The sigh shuddered her whole body. She climbed onto the bed and lay on her back, utterly still, arms limp at her side. "Then do what you must," she murmured in the tone of a woman who has reached the station of her martyrdom.

It was too much. He buried his face in his hands.

After a long time, still hearing her ragged breathing in anticipation of the brute act she expected, he lifted his head. "I won't touch you." He was barely able to force the words out. "Not until you get used to the idea of— But I beg you, Tallia, try to think of me as your husband. For—we must in time—the county needs its heir, and it is our duty—Ai, God, I—I—" His voice failed. He wanted her so badly.

She heaved herself up and knelt on the bed, offering him her hands. "I knew Prater Agius could not be wrong, to speak so well of you."

He dared not clasp her hands in his. It would only waken the feelings he struggled to control. "Agius spoke well of me?" That Agius had thought of him at all astonished him.

"He praised you. So I always held his praise for you in my heart, he whom God allowed a martyr's death. Here." She patted the bed beside her. "Though I am the vessel through which God has sent a holy vision, do not be afraid to lie next to me. I know your heart is pure."

She arranged herself so modestly on her side of the bed that he knew what she meant him to endure, although perhaps it did not seem like endurance to her. But he must do what would please her if he meant to teach her to trust him—and to love him. Wincing, he lay down stiffly on his back and closed his eyes.

Her breathing slowed, gentled, and she slept. He ached too much to sleep, yet he dared not toss and turn. He dared not rise from the bed to pace, for fear of waking her.

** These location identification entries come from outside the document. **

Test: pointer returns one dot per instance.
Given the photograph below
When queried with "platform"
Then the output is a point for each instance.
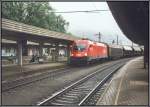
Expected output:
(128, 87)
(12, 72)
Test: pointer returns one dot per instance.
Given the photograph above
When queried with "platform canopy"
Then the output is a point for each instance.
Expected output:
(13, 30)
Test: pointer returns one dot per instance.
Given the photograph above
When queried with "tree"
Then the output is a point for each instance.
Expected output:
(39, 14)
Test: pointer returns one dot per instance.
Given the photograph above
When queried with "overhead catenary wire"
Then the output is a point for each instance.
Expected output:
(85, 11)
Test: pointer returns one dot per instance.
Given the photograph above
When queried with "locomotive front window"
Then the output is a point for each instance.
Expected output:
(79, 47)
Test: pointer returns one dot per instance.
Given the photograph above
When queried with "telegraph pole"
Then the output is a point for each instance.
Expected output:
(99, 36)
(117, 39)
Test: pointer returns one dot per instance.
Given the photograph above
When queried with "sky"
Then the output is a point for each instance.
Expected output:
(89, 24)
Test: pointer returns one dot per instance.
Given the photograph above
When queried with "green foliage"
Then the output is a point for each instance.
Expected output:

If he woke her, so close beside him, and she opened her eyes to see him there, limbs brushing, fingers caught in unwitting embrace, lips touching-Madness lay that way, thinking on in this fashion. He did not know what to do, could not do anything but breathe, in and out, in and out. A plank creaked in the next chamber. Mice skittered in the walls, and he could almost taste the patience of a spider which, having spun out its final filament in one upper corner of the chamber, settled down to wait for its first victim. He had forgotten about the bread. Now, cooling, its mellow scent permeated the room and tickled his nose. Tallia shifted on the bed, murmuring in her sleep. Her fingers brushed his.

He could not bear it.

He slid off the bed and lay down on the floor. The hard wood gave him more welcome than the luxurious softness of the feather bed, and here, with his head pillowed on his arms, he finally fell into an exhausted sleep.

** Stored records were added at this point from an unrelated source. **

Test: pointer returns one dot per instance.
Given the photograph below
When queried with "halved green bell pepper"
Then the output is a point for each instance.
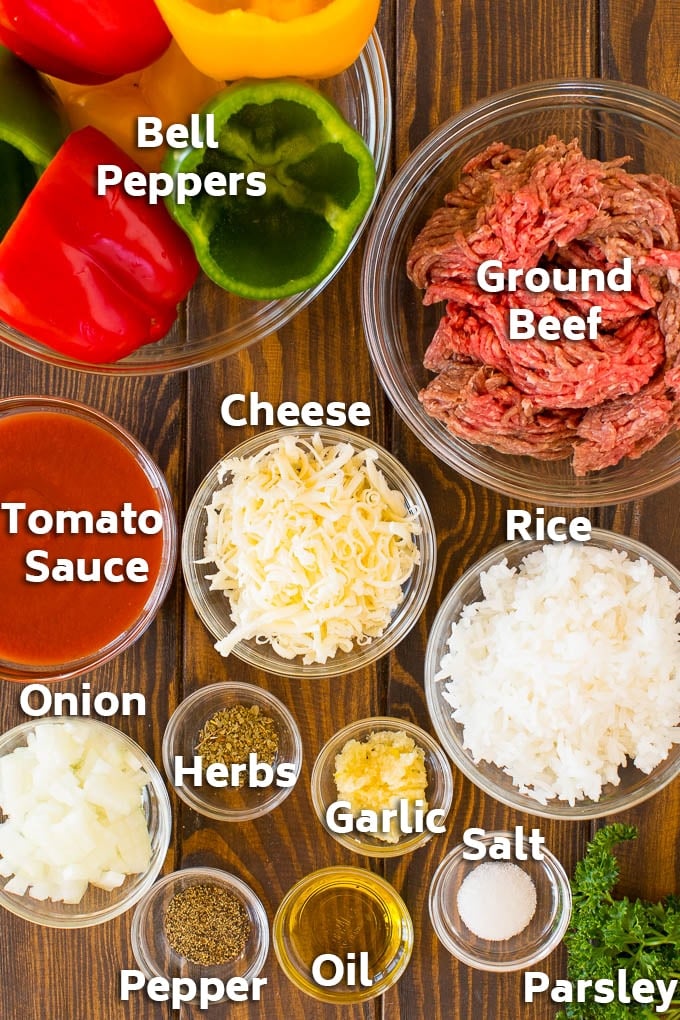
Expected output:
(320, 179)
(32, 129)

He arrived back at Rikin Fjord first of all the sons of Bloodheart—those who survived Gent—and Rikin's OldMother welcomed him without surprise.

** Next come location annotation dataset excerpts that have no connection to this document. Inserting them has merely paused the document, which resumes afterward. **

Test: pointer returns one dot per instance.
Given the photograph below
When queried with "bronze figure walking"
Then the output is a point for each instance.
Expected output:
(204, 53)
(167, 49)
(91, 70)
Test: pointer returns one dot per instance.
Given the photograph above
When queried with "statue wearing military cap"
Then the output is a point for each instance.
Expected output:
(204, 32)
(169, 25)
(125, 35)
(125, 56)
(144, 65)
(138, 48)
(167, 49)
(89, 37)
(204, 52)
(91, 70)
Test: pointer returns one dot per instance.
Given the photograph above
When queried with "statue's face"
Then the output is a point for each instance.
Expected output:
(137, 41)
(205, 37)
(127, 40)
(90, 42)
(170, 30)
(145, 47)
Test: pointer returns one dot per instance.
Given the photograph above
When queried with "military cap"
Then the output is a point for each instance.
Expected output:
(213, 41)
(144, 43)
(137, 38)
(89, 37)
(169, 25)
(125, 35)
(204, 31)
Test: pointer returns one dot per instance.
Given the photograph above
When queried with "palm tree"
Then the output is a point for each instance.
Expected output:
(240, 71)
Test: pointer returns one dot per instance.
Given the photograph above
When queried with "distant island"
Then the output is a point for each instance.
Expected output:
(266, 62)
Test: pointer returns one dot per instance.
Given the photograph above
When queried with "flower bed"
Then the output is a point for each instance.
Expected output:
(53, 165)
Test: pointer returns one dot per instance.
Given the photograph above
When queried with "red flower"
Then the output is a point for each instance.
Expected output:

"Fifth Son of the Fifth Litter." An OldMother never forgets the smell of each individual blind, seeking pupa that bursts from her nests. But she will stand aside once the battle is joined, as all OldMothers do. She does not care which of her sons leads Rikin's warband now that Bloodheart is dead, only that the strongest among them succeeds. Yet the WiseMothers know that the greatest strength lies in wisdom.